A groundbreaking innovation from Japan may redefine the future of lithium-ion batteries (LIBs). Researchers from Doshisha University and TDK Corporation have developed a quasi-solid-state LIB that boasts non-flammability, enhanced stability, and high energy density.
The quasi-solid-state LIB blends liquid and solid electrolytes to mitigate traditional battery drawbacks. Conventional designs often struggle to balance energy density with safety and durability, but this novel approach overcomes those challenges. “The improved safety and charge/discharge performance demonstrated the feasibility of quasi-solid-state batteries as a near-future technology,” the research team emphasized in their study.

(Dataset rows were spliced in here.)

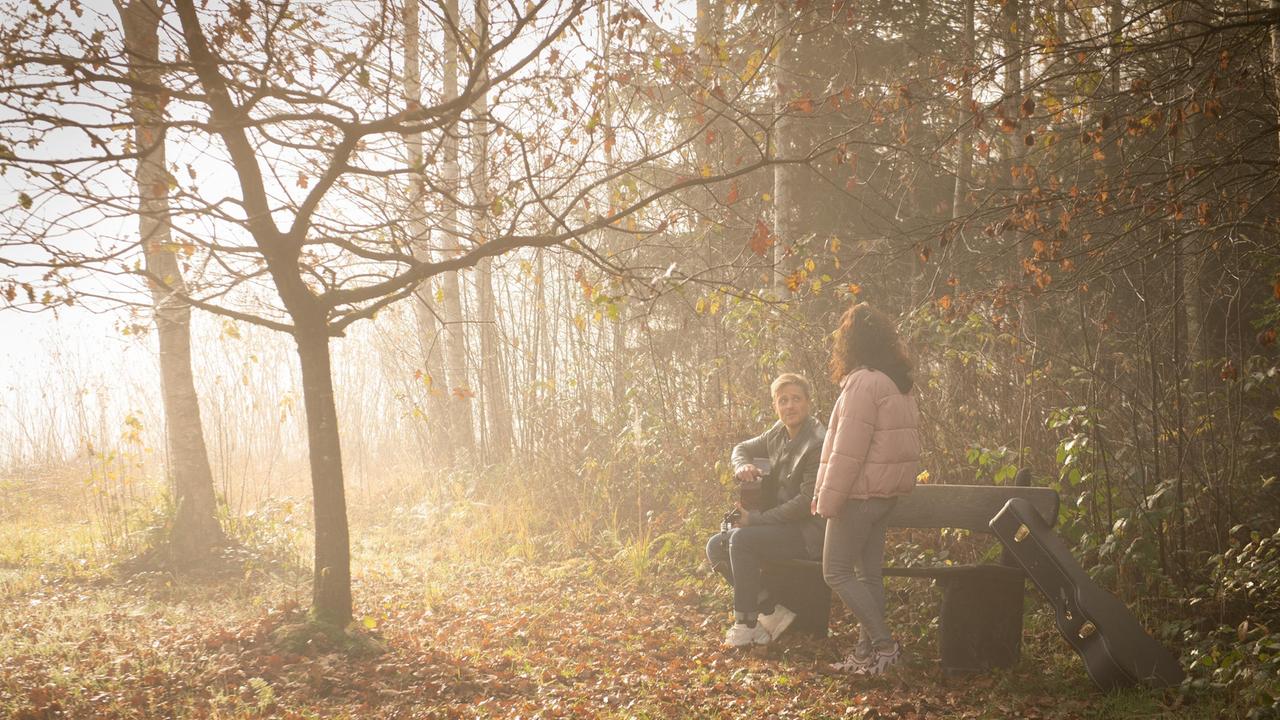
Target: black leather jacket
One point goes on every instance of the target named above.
(787, 488)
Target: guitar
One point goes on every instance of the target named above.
(1116, 650)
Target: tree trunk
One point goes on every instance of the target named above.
(332, 584)
(458, 388)
(1275, 58)
(493, 370)
(428, 323)
(195, 525)
(964, 164)
(785, 176)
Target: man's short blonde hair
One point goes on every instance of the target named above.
(790, 379)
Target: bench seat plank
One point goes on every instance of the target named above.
(967, 506)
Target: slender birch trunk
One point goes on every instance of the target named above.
(195, 527)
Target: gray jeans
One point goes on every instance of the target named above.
(851, 559)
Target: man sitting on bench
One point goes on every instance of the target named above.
(782, 528)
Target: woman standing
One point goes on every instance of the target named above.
(869, 458)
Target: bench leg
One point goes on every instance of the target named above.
(981, 621)
(805, 593)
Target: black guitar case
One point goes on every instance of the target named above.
(1116, 650)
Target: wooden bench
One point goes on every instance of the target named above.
(981, 614)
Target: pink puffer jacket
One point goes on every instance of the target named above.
(873, 442)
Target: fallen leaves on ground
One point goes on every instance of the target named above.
(511, 639)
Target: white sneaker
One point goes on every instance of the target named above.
(741, 636)
(853, 662)
(777, 621)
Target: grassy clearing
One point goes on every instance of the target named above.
(618, 632)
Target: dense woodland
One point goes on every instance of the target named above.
(512, 278)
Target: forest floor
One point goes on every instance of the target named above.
(470, 638)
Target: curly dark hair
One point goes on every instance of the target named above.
(865, 337)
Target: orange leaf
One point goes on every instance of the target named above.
(803, 105)
(732, 194)
(762, 238)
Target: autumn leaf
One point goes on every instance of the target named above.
(1229, 372)
(762, 238)
(732, 194)
(803, 105)
(794, 281)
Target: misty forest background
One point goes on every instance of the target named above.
(403, 294)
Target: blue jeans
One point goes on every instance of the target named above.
(737, 555)
(851, 559)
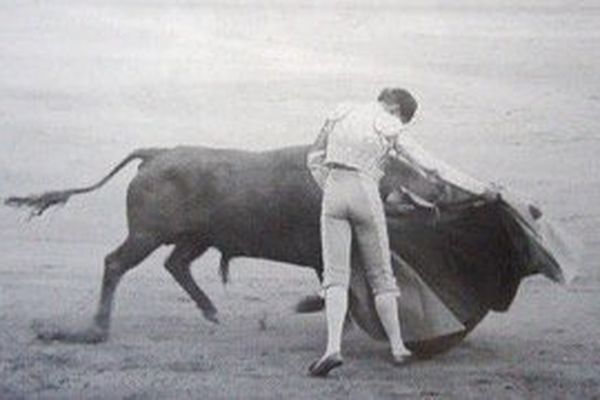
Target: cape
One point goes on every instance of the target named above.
(456, 256)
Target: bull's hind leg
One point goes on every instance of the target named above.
(178, 265)
(124, 258)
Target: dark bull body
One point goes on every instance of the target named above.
(252, 204)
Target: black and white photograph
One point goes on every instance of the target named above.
(299, 199)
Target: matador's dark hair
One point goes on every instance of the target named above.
(402, 97)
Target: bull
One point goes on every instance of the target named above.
(454, 262)
(250, 204)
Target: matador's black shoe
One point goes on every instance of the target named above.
(323, 366)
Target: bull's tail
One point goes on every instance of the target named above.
(40, 203)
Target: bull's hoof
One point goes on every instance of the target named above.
(310, 304)
(211, 315)
(50, 332)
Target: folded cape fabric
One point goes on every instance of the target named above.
(456, 262)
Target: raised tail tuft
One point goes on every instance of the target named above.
(39, 203)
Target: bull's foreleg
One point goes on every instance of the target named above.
(178, 265)
(127, 256)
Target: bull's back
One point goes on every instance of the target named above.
(222, 192)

The battery design incorporates advanced materials, including a silicon (Si) negative electrode and a LiNi0.8Co0.1Mn0.1O2 (NCM811) positive electrode. These materials, regarded as next-generation standards, are separated by a solid lithium-ion conducting glass-ceramic sheet (LICGCTM) from OHARA, enhancing structural integrity.

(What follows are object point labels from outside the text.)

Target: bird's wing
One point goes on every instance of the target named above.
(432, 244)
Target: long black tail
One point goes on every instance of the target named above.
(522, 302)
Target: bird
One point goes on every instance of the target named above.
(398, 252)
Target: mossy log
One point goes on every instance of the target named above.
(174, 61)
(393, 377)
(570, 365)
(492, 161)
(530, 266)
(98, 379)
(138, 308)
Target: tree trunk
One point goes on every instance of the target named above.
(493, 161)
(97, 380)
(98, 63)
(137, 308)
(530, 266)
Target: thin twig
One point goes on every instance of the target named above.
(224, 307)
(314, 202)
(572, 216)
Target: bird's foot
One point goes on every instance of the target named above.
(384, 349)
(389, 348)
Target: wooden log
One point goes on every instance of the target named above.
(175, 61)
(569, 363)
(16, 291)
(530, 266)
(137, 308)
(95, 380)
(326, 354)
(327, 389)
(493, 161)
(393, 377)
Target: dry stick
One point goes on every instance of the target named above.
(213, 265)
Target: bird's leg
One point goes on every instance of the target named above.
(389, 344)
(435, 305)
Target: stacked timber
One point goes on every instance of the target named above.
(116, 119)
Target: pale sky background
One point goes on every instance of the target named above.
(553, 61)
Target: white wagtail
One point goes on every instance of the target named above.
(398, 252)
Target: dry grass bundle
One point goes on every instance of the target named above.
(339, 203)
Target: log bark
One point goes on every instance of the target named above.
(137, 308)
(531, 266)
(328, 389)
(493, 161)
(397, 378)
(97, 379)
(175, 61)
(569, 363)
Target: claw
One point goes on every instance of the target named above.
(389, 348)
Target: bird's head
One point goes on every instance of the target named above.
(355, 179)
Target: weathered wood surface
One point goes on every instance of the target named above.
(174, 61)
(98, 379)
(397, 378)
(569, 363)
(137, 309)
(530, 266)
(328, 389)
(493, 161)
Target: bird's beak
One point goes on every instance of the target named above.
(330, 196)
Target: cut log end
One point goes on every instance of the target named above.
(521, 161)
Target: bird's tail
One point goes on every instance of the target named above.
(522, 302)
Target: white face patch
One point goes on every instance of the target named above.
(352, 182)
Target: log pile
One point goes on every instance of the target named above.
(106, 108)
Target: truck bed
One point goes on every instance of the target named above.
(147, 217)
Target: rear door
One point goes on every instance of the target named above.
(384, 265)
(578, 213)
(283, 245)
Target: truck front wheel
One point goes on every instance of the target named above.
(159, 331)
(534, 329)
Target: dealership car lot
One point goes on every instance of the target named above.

To optimize compatibility and performance, researchers formulated nearly saturated, non-flammable electrolyte solutions for each electrode. Tris (2,2,2-trifluoromethyl) phosphate and methyl 2,2,2-trifluoromethyl carbonate were key components, ensuring a stable interface between the solid electrolytes and electrodes.
The resulting quasi-solid-state pouch cells, with a capacity of 30 mAh, exhibited remarkable electrochemical performance, strong thermal stability, and high ionic conductivity. Charge/discharge experiments and advanced thermal stability tests, such as accelerating rate calorimetry (ARC), confirmed minimal heat generation even at temperatures of 150°C, underscoring the battery’s robustness.

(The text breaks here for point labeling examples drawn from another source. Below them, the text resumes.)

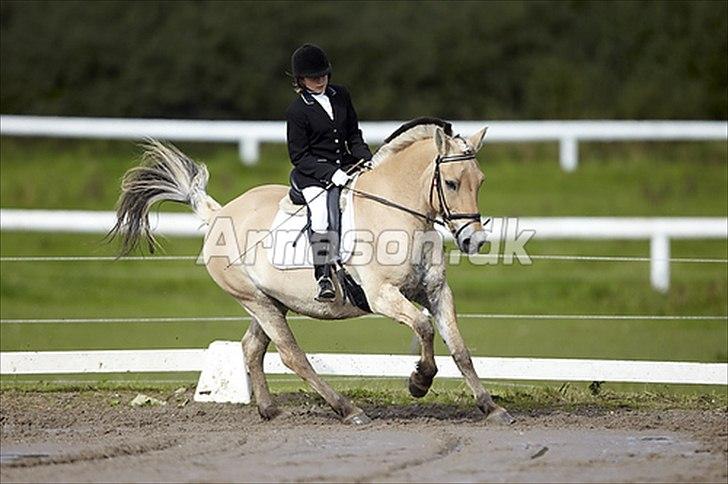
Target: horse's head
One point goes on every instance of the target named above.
(454, 191)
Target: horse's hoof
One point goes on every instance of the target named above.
(268, 413)
(500, 416)
(417, 390)
(358, 419)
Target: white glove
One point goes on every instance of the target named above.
(339, 178)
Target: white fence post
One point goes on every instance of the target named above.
(568, 153)
(249, 150)
(660, 262)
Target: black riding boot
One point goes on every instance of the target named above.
(321, 247)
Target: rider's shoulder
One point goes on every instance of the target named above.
(336, 89)
(296, 106)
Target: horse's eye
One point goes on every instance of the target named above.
(452, 185)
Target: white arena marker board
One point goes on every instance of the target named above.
(172, 360)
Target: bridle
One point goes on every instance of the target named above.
(435, 187)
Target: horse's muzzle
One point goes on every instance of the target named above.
(471, 240)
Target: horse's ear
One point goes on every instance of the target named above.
(440, 141)
(477, 140)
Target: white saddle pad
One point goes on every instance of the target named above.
(286, 227)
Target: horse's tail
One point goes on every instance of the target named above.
(165, 173)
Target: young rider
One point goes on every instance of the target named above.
(324, 142)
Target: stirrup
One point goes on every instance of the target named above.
(326, 290)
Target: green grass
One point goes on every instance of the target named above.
(680, 179)
(157, 289)
(658, 179)
(392, 392)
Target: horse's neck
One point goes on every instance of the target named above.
(404, 178)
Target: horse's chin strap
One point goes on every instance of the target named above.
(447, 215)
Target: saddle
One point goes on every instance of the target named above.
(291, 238)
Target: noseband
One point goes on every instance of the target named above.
(447, 215)
(436, 187)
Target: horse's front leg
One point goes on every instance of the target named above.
(442, 307)
(390, 302)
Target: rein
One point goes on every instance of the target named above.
(447, 215)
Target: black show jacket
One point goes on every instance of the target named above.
(318, 145)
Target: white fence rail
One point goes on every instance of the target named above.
(658, 230)
(249, 134)
(186, 360)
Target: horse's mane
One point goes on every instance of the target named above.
(408, 133)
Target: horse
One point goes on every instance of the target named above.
(423, 175)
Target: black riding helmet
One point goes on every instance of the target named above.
(310, 61)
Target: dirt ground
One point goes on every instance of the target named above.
(99, 437)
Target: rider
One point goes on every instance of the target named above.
(324, 142)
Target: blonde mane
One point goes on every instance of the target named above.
(410, 135)
(416, 133)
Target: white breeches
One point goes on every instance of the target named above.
(319, 208)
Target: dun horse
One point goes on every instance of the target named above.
(423, 175)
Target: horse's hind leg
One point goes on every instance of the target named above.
(273, 322)
(255, 344)
(390, 302)
(443, 308)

Traditional solid-state batteries have been plagued by issues like disrupted interfaces and slow lithium-ion transfer. This quasi-solid-state design addresses those challenges by incorporating elastic polymer electrolytes and non-flammable organic solvents. Innovations like polydimethylsiloxane-based gels and high-concentration lithium salt solutions further enhance performance.
Despite these advancements, challenges such as lithium-ion transfer resistance and interface degradation persist. However, optimizing solvation structures and combining electrolytes offer a pathway toward more stable and efficient battery systems.
The new LIB has significant implications for electric vehicles, drones, and cordless appliances, potentially boosting energy efficiency and safety across industries. According to the research team, “Its widespread application can not only improve user convenience but also promote sustainable economic growth.”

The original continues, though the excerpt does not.